The internet was a relatively new innovation at this time, one to which I did not have access at home. Our family had recently purchased our first home computer—a 386-something-or-other that ran Windows 3.1, if you dared enter that rabbit hole, but most of the time I stayed in the safe, warm embrace of black-screened DOS and its easy-to-navigate list of ten games I played over and over again. These were simpler times, and the internet hadn’t yet punctured them.

The internet had, however, made its first appearance one street over from mine.

Armed with my rave reviews, and the promise of finding answers to my publishing questions on this new-fangled world wide web, I paid an afternoon visit to a friend’s house. My friend’s mom sat down with me in front of the computer and together we ran a search—on Lycos, I think, or maybe AltaVista?—for how I could publish my first novel. I was no noob; I knew things. For example, I’d written a Star Trek novel, and thus I could limit my inquiries to one publisher in particular—Pocket Books, who had an exclusive deal with Paramount to handle the Star Trek novel line.

I’d been promised answers, and answers I got. And they were very discouraging. I learned that Pocket Books would only accept my novel and give it consideration if I had an agent to represent me. Next, we tried searching for information on how to get an agent, but there were no clear-cut answers to be found. Well, at least some things haven’t changed in the intervening twenty years!

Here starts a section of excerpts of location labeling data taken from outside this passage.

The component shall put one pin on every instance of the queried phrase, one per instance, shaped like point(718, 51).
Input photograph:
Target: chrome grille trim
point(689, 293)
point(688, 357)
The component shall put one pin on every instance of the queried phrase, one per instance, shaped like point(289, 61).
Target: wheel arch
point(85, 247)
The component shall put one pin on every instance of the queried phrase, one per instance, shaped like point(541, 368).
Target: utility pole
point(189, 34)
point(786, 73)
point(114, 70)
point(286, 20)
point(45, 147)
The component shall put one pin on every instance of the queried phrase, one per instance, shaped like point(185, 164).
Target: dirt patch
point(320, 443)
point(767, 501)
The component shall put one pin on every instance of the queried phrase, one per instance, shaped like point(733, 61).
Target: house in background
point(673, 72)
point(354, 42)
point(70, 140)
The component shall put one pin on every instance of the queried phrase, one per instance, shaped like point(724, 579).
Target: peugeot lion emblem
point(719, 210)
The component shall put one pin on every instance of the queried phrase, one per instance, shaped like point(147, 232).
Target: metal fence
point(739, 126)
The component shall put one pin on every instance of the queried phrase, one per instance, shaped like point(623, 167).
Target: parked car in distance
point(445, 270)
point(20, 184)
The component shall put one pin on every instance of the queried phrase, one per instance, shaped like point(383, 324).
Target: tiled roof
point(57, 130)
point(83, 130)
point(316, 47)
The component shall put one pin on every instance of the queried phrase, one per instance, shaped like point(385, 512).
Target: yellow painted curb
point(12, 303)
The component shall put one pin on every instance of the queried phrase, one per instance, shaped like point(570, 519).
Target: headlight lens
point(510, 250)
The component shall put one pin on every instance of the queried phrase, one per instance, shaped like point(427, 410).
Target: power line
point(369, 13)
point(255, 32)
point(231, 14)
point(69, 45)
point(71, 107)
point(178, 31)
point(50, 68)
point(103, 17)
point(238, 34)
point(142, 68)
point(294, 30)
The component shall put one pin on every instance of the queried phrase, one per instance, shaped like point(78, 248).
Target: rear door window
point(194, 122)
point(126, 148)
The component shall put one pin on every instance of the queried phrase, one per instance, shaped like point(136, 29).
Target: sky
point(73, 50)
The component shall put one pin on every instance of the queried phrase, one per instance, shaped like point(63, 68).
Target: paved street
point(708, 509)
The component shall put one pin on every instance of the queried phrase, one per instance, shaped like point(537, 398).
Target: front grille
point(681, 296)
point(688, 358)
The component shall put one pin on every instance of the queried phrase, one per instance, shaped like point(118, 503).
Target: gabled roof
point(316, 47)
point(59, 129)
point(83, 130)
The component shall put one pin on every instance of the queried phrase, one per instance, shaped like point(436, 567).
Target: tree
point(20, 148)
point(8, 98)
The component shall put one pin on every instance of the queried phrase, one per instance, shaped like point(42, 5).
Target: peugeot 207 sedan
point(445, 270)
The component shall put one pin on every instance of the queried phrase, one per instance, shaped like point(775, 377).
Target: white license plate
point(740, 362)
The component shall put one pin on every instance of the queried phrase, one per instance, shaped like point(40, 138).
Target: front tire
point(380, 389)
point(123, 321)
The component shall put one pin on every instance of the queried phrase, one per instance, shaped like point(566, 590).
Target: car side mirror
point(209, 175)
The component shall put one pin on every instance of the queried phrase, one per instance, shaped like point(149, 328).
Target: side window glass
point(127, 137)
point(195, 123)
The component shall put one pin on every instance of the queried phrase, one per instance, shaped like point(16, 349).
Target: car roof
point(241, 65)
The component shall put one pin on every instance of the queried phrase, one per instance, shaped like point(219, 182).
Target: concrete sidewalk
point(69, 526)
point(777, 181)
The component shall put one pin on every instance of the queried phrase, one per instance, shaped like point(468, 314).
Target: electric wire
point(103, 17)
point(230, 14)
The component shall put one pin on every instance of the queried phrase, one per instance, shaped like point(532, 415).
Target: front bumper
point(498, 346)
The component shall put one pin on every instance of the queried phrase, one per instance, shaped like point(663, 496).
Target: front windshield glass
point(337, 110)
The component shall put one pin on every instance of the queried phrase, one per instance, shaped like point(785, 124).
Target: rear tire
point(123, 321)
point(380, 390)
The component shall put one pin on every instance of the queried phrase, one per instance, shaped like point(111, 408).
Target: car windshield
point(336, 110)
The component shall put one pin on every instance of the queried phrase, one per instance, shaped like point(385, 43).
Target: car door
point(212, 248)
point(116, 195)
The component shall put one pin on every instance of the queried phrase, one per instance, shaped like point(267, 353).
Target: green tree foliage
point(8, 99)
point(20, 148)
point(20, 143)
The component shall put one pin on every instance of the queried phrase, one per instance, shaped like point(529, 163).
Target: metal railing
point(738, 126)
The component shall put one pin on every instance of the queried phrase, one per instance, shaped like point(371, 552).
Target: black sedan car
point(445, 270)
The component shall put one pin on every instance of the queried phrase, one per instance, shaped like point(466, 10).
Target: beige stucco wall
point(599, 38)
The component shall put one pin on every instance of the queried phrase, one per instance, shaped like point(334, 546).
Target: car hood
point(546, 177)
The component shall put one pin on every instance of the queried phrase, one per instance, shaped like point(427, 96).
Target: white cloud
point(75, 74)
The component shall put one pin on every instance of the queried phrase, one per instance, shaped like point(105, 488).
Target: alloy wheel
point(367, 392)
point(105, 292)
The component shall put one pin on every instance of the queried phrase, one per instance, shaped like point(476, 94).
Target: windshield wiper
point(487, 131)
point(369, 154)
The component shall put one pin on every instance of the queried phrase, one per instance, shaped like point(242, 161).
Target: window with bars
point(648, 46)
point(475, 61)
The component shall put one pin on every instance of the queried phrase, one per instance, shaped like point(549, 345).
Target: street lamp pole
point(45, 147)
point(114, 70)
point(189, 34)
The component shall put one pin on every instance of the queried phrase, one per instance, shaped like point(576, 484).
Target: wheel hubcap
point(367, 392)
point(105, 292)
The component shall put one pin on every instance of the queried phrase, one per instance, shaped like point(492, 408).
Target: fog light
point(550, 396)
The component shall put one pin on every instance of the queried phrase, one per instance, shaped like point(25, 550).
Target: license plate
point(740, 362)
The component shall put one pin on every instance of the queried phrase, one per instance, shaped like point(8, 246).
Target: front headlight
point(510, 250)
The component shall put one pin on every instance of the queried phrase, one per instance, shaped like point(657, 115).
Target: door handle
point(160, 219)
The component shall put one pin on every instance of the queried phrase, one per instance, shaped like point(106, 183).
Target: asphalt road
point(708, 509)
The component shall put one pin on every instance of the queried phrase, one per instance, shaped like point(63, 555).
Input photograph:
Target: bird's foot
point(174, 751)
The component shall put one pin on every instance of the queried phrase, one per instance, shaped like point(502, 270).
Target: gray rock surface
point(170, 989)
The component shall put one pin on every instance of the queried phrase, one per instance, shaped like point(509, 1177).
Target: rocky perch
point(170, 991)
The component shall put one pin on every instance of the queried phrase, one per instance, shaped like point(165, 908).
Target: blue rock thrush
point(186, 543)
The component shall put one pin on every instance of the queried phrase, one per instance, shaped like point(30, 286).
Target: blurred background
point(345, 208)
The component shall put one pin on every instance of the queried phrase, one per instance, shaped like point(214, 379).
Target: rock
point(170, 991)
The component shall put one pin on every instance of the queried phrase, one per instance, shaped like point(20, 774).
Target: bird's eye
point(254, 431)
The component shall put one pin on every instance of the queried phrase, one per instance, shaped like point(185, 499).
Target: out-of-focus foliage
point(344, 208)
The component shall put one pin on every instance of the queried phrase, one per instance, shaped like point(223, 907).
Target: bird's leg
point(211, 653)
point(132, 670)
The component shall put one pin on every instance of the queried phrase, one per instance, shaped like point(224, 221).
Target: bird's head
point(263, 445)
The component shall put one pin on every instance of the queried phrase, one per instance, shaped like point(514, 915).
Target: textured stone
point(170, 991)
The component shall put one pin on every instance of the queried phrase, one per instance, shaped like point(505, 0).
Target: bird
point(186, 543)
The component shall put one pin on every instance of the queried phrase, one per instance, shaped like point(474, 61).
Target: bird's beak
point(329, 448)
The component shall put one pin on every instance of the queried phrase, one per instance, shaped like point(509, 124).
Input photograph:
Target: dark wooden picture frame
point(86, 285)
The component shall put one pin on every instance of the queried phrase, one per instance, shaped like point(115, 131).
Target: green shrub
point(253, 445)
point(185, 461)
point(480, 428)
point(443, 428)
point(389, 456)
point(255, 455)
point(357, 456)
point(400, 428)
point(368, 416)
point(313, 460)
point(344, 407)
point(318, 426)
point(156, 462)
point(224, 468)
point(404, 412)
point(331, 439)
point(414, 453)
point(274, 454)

My discouragement struck hard and fast because I had a whole slew of questions about how to make it as a bigtime author, and I intrinsically knew that the answers to these questions, as they related to me, could be summed up in two simple phrases: “You’re screwed. Don’t even try.”

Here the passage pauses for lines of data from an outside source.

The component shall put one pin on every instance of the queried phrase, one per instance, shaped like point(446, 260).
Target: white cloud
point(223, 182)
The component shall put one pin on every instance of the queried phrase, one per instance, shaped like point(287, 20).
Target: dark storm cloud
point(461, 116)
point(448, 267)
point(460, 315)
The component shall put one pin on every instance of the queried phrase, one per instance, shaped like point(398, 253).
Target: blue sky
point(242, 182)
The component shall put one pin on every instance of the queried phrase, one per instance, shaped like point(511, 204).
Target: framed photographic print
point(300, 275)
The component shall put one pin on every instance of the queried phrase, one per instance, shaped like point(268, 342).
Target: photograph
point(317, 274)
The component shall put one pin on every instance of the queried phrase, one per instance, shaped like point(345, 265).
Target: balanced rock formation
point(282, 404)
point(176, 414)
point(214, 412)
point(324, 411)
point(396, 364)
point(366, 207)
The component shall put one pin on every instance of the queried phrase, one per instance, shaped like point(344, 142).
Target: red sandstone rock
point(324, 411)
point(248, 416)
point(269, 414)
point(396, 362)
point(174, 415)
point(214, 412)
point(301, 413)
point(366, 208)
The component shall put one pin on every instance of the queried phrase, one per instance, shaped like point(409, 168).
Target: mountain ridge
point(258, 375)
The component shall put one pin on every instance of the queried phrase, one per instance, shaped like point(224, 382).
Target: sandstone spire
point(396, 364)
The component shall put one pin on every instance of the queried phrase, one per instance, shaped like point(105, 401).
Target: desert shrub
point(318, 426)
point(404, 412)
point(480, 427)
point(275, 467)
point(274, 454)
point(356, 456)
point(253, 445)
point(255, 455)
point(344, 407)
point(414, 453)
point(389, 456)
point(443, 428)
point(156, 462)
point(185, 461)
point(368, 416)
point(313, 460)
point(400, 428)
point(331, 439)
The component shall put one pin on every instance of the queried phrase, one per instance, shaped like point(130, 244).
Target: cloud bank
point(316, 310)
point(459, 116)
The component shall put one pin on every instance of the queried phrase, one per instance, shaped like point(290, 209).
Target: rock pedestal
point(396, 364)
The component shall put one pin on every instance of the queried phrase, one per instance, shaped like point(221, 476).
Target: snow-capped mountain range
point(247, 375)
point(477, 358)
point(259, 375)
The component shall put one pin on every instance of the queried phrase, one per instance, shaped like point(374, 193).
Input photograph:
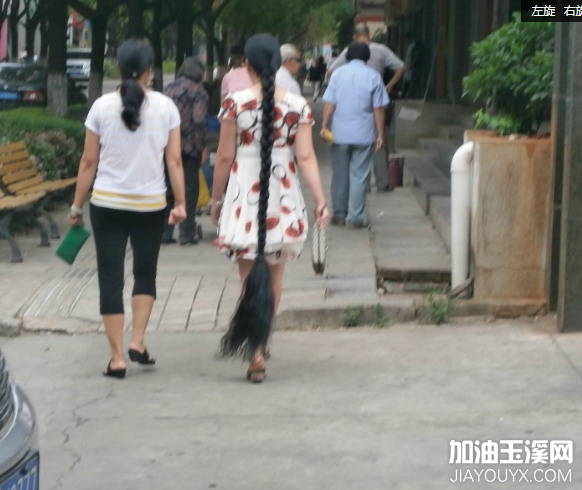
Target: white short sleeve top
point(131, 163)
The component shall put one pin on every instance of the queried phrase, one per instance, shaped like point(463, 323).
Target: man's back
point(355, 90)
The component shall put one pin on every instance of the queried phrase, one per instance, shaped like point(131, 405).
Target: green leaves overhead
point(297, 21)
point(512, 77)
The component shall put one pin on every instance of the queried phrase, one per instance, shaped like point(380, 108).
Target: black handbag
point(318, 250)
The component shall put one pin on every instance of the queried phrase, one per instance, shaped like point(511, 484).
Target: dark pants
point(111, 230)
point(188, 226)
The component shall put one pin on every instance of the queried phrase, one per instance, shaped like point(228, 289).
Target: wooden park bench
point(11, 206)
point(19, 177)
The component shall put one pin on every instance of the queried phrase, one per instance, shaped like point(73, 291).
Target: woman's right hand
point(75, 220)
point(177, 214)
point(322, 216)
point(75, 216)
point(215, 212)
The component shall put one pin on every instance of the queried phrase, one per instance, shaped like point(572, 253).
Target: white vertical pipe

I’ve learned a lot since then, and there’s so much advice I would give to my twelve-year-old self that it’s hard to know where to begin. In short, though, I’m not sure I would offer myself specific advice as I would offer reassurance that I wasn’t, in fact, screwed and that I should, in fact, try—and try very hard.

In the wake of my preteen despair, I remember wondering if all the people around me were lying about the quality of my writing. Future Evan goes back in time and says, “Yes, they are… and that’s okay. You’ll get better.”

I remembering wondering if it was going to take much longer for me to become a published author—after all, one of my favourite writers at the time, Gordon Korman, was published when he was twelve. Future Evan goes back in time and says, “Yes, it’s going to take you a very long time, much longer than Gordon Korman… and that’s okay. It’s not a competition.” It’s pretty easy to see now that Korman was just a hell of a lot better than I ever was at the same age. Seriously, that man was put on this earth by demonspawn to torment me.

I remember wondering if I was writing fast enough. It had taken more than a year to write that first novel, and I knew a lot of writers who were churning out books much more quickly. Future Evan goes back in time and says, “No, you’re not fast enough… and that’s okay. You’ll get faster. Probably.” The truth is, I’m still not writing fast enough today, but then again, what is and isn’t fast enough to compete in the present marketplace is an open question. And it’s highly individual.

In closing, I guess the morale of all this is that I’m not sure I would change anything. When it comes to writing, there just isn’t any shortcut. Over time, there are a number of basics you have to figure out for yourself: you have to find ways to write when you don’t want to, and be productive; you have to lean on the advice of successful people who have already achieved what you are aiming for, and disregard most advice from those who are on a different trajectory entirely; and finally, you have to accept that this process is going to take a lot of time.

Seriously, a lot of time. But if you’re persistent and good—yes, you do have to be good—then you’re well on your way. Keep chugging away, Preteen Evan, you’ll get there yet.